More Pyramid Problems

For solution

First let's find a formula for the angle between two adjacent slant faces.

Let $0: (0,0,0), P:(x,0,0), R:(0,x,0), S:(\dfrac{x}{2},\dfrac{x}{2},H).$

$\vec{OS} = \dfrac{x}{2} \vec{i} + \dfrac{x}{2} \vec{j} + h \vec{k}$

$\vec{OP} = x \vec{i} + 0 \vec{j} + 0 \vec{k}$

$\vec{OR} = 0 \vec{i} + x \vec{j} + 0 \vec{k}$

$\vec{u} = \vec{OS} \times \vec{OR} = -hx \vec{i} + 0 \vec{j} + \dfrac{x^2}{2} \vec{k}$

$\vec{v} = \vec{OS} \times \vec{OP} = 0 \vec{i} + xh \vec{j} - \dfrac{x^2}{2} \vec{k}$

Let $\theta$ be the angle between the two adjacent faces $PSO$ and $RSO$

$\vec{u} \cdot \vec{v} = |\vec{u}| * |\vec{v}| \cos(\theta) \implies \dfrac{-x^4}{4} = \dfrac{4 h^2 + x^4}{4} \cos(\theta) \implies \cos(\theta) = \dfrac{-x^2}{4h^2 + x^2}$

Next we find the the height $H$ and base $x$ that will maximize the volume of the pyramid inscribed in a sphere of radius $R$ .

Let $x$ be the side of the square base and $AH$ be the height $h$ of the pyramid.
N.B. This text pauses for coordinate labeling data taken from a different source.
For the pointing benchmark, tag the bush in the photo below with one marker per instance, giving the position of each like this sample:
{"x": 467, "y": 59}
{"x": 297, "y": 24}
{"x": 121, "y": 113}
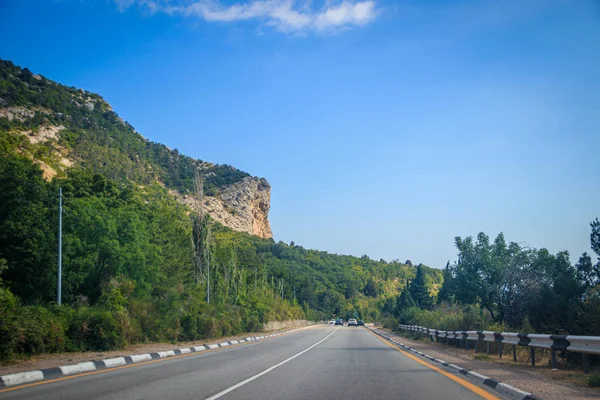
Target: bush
{"x": 39, "y": 331}
{"x": 8, "y": 332}
{"x": 447, "y": 317}
{"x": 594, "y": 380}
{"x": 95, "y": 329}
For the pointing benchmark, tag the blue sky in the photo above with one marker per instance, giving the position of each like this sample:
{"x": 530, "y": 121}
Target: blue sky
{"x": 385, "y": 127}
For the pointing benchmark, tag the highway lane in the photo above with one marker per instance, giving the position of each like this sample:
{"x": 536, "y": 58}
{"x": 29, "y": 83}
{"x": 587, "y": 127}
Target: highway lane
{"x": 319, "y": 363}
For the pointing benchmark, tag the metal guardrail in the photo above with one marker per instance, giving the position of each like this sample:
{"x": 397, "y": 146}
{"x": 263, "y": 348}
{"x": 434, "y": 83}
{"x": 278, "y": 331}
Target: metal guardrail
{"x": 583, "y": 345}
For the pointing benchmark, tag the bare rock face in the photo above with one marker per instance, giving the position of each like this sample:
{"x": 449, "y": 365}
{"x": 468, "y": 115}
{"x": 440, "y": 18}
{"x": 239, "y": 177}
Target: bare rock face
{"x": 243, "y": 207}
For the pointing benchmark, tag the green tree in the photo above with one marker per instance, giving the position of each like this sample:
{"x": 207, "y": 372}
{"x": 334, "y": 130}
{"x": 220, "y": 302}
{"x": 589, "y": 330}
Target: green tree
{"x": 419, "y": 291}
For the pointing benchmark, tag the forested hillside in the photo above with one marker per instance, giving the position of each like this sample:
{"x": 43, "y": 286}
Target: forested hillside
{"x": 506, "y": 287}
{"x": 92, "y": 135}
{"x": 138, "y": 265}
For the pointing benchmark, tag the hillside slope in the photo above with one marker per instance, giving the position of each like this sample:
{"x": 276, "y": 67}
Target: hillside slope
{"x": 130, "y": 255}
{"x": 61, "y": 127}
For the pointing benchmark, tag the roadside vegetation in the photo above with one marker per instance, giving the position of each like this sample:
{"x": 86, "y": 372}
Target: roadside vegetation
{"x": 505, "y": 287}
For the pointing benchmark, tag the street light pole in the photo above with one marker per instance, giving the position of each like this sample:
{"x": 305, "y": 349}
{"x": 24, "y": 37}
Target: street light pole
{"x": 59, "y": 288}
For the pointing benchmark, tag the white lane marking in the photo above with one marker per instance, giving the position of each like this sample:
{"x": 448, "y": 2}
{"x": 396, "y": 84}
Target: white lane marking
{"x": 266, "y": 371}
{"x": 22, "y": 377}
{"x": 114, "y": 362}
{"x": 78, "y": 368}
{"x": 141, "y": 357}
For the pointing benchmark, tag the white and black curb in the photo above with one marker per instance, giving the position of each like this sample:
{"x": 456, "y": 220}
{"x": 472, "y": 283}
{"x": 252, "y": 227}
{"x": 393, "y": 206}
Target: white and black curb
{"x": 503, "y": 388}
{"x": 22, "y": 378}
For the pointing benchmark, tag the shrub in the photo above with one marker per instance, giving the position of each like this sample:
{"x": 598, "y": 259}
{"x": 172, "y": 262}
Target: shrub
{"x": 95, "y": 329}
{"x": 594, "y": 380}
{"x": 8, "y": 332}
{"x": 39, "y": 331}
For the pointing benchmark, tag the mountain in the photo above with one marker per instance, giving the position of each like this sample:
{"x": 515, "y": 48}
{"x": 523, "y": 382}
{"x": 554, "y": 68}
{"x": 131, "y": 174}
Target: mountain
{"x": 62, "y": 127}
{"x": 138, "y": 264}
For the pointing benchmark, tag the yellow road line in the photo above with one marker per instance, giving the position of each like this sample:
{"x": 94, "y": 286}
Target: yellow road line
{"x": 474, "y": 388}
{"x": 122, "y": 367}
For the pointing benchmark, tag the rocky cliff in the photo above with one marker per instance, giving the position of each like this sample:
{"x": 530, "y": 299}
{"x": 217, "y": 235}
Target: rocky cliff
{"x": 62, "y": 128}
{"x": 242, "y": 206}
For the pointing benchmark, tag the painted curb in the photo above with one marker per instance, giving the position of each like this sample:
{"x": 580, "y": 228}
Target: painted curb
{"x": 500, "y": 387}
{"x": 22, "y": 378}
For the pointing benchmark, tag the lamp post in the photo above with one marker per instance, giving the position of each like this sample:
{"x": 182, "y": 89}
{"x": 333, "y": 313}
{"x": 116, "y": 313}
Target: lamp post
{"x": 59, "y": 286}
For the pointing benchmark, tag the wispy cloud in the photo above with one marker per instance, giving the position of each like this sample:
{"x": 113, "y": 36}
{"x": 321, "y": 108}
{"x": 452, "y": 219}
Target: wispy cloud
{"x": 283, "y": 15}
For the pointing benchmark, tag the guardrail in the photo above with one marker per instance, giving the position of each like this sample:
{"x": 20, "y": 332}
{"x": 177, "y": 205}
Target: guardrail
{"x": 583, "y": 345}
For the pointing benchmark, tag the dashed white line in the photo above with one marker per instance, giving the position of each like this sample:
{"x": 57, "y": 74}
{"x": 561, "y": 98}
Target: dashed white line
{"x": 266, "y": 371}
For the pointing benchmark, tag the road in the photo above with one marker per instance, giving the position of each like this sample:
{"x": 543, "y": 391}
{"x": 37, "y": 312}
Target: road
{"x": 324, "y": 362}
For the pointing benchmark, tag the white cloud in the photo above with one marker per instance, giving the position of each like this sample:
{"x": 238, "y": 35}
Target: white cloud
{"x": 284, "y": 15}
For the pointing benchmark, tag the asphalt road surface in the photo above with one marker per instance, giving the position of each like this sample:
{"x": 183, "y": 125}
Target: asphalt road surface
{"x": 323, "y": 362}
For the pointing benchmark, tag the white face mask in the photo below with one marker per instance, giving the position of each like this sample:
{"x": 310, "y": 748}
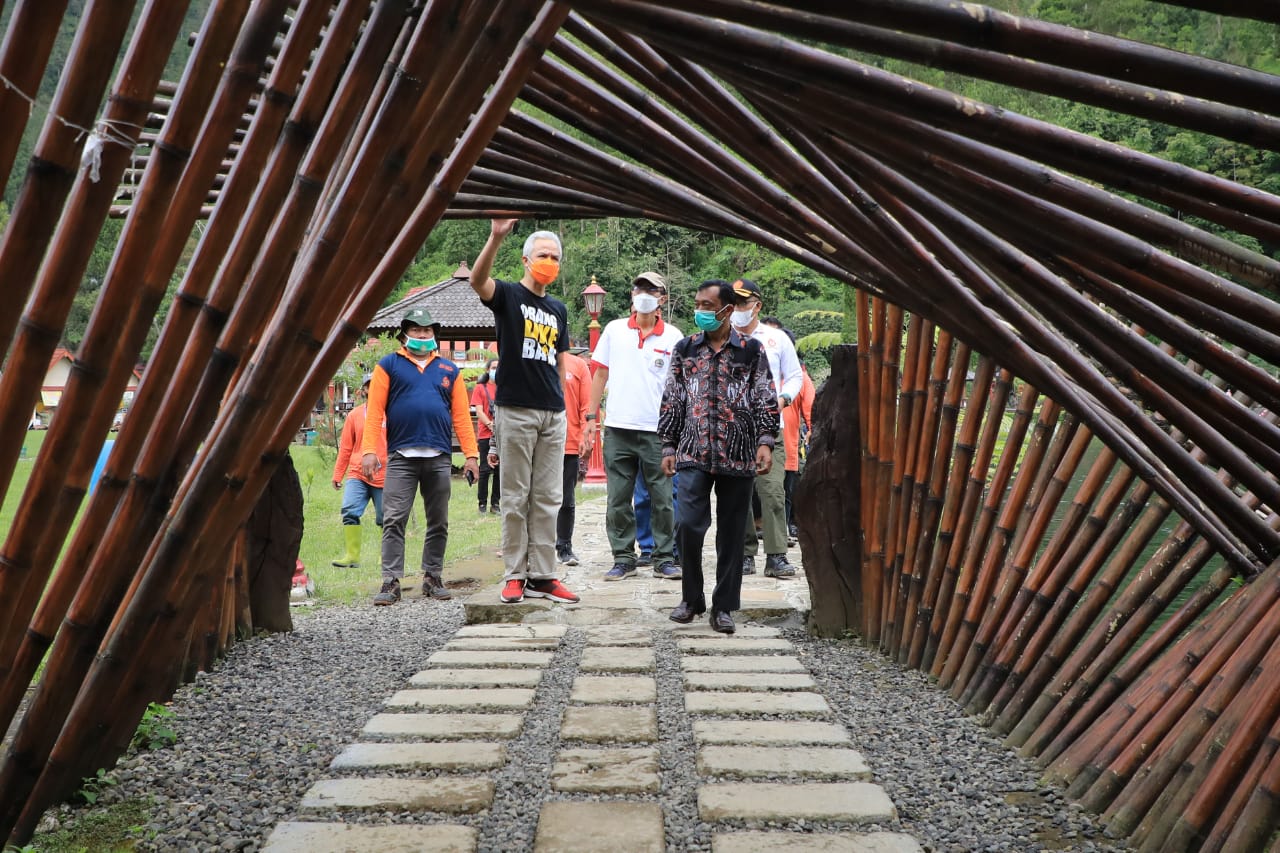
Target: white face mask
{"x": 644, "y": 302}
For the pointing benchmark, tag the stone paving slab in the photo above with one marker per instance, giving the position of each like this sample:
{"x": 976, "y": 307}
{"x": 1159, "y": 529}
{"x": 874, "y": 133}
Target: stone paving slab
{"x": 734, "y": 646}
{"x": 759, "y": 802}
{"x": 599, "y": 828}
{"x": 616, "y": 689}
{"x": 741, "y": 664}
{"x": 607, "y": 771}
{"x": 744, "y": 632}
{"x": 749, "y": 682}
{"x": 814, "y": 843}
{"x": 818, "y": 762}
{"x": 615, "y": 658}
{"x": 297, "y": 836}
{"x": 519, "y": 629}
{"x": 768, "y": 733}
{"x": 489, "y": 658}
{"x": 444, "y": 726}
{"x": 453, "y": 794}
{"x": 476, "y": 678}
{"x": 472, "y": 698}
{"x": 618, "y": 635}
{"x": 755, "y": 702}
{"x": 501, "y": 643}
{"x": 462, "y": 755}
{"x": 609, "y": 724}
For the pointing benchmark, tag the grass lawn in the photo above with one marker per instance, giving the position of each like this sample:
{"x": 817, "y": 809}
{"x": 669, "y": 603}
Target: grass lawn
{"x": 471, "y": 553}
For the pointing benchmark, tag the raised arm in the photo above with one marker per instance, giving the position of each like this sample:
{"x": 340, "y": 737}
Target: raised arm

Let $OA$ and $OC$ be radius $R$ of the sphere, so $OH$ is $h - R$ and half the diagonal $CH$ of the square is $\dfrac{x}{\sqrt{2}}$ . The volume of the sphere $V_{s} = \dfrac{4}{3} \pi R^3$ and the volume of the square pyramid $V_{p} = \dfrac{1}{3} x^2 h$ .

For right triangle $COH$ we have:

$$

$R^2 = \dfrac{x^2}{2} + (h - R)^2 = \dfrac{x^2}{2} + h^2 - 2hR + R^2 \implies x^2 + 2h^2 - 4hR = 0 \implies x^2 = 4hR - 2h^2 \implies$ $$

$V_{p}(h) = \dfrac{1}{3} (4h^2R - 2h^3) \implies \dfrac{dV_{p}}{dh} = \dfrac{2h}{3}(4R - 3h) = 0$ and $h \neq 0 \implies h = \dfrac{4R}{3}.$ $$

$h = \dfrac{4R}{3}$ maximizes $V_{p}(h)$ since $\dfrac{d^2V_{p}}{dh^2}|_{(h = \dfrac{4R}{3})} =\dfrac{-8R}{3} < 0$
$$

$h = \dfrac{4R}{3} \implies x^2 = \dfrac{16 R^2}{9} \implies x = \dfrac{4R}{3} = h.$

Using $\cos(\theta) = \dfrac{-x^2}{4h^2 + x^2}$ where $x = \dfrac{4R}{3} = h \implies \cos(\theta) = \dfrac{-1}{5} \implies \theta = \boxed{101.536959^\circ}$ to six decimal places.